Başımı omzuma düşürürken,” Duydum baba.” dedim. “Tamam, kalırız, nasıl istersen.”

Mutfağa giderken homurdandı ama ben gülümsüyordum. En azından babamın benden yana hala umutlu olduğunu görmüştüm, hissetmiştim. Şimdilik bu bile yeterdi.

Akşam Alaz’ı yıkayıp uyuttuktan sonra Gülnur ve Murat ile kelime oyunu oynamaya başladık. Oyuna Perla ve Mestan da dahil olsalar da birçok kelimeyi bilmedikleri için en başta elenen onlar oldu. Murat yakışıklı bir genç adam olmuştu. Kız arkadaşı bile vardı. Bana fotoğrafını gösterirken çekinmesi içimi acıtmıştı. Çünkü önceden benden hiç çekinmezdi. Ayrı kaldığımız zamanları telafi edecek vaktimizin olmadığını biliyordum ama yine de bu kez giderken aileme her şeyi anlatmaya karar vermiştim. Bir kez daha onları yüzüstü bıraktığıma inanmalarını istemiyordum. Eğer gidebilirsem, neden gittiğimi söyleyecektim. Dönmek için elimden geleni yapacağımı söyleyeceğim gibi…

“Mestan ağabey, sen evli misin?” diye sordu Zehra. Murat ve Günur da uyuduktan sonra ikizlerle birlikte oyuna kaldığımız yerden devam ediyorduk ve bu kez elenme yoktu.

“Sayılırım.” diye cevap verdi Mestan, meraklı kız kardeşime.

“Ne demek sayılırım? Ya evlisindir ya da değilsindir?” Rojin Mestan’ın parmaklarında alyans aradı. “Anlaşılan değilsin. Yüzüğün yok.”

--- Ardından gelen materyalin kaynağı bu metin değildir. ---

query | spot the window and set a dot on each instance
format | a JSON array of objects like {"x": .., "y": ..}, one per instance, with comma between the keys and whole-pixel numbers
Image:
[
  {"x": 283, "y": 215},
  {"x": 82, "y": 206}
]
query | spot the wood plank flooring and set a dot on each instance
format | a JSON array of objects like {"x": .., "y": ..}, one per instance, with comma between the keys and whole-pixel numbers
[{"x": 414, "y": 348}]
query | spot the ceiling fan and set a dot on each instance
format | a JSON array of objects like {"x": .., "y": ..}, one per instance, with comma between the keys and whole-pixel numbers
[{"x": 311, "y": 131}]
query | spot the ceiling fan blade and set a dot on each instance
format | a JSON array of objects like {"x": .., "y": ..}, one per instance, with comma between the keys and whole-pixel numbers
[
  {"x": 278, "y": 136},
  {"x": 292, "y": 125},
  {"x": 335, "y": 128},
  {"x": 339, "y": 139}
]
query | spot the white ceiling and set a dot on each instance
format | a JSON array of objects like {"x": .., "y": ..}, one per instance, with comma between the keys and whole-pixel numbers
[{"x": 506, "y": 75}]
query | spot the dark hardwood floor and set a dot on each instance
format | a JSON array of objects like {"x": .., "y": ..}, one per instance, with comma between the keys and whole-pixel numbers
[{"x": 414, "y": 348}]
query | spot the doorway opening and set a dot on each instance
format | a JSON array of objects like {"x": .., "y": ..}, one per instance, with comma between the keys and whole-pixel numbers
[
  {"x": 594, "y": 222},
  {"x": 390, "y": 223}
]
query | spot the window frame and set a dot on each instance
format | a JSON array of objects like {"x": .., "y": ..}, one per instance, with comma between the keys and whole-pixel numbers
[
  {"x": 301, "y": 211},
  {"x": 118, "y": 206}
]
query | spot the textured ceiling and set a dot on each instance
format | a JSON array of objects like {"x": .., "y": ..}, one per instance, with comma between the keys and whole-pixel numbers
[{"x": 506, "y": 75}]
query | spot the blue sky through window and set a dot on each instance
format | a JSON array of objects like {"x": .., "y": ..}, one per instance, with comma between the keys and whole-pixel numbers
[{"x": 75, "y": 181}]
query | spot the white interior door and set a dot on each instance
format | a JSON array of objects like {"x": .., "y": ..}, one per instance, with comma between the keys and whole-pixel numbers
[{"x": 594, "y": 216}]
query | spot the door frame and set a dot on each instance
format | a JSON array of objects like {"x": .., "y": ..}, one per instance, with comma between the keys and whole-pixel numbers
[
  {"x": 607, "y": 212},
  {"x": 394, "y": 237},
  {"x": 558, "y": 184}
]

Mestan’ın anlamayarak “Ne yüzüğü?” diye sorması üzerine Zehra kulağıma eğilerek “Kız abla,” diye fısıldadı. “Senin bu arkadaşların azıcık saflar heralde.”

Zehra’yı dirseğimle dürterek uyardım. “Sizin sabah okulunuz yok mu? Saat gece yarısına geliyor, hala ayaktasınız.”

“Yatağa girsek ne olacak ki abla?” diye sitem etti Rojin. “Zehra sabaha kadar sevgilisiyle mesajlaşacak. Dıt dıt dıt! Beni de uyutmayacak.”

“Ya sen gerizekalı mısın!” diye cırladı Zehra. “Sussana! Babam duyacak.”

Mestan bıyık altından gülümsedi. “Roz, Zehra biraz sana çekmiş sanki.

“Sanki!” Perla da çaktırmadan güldü ama çok da çaktırmadan olmadı!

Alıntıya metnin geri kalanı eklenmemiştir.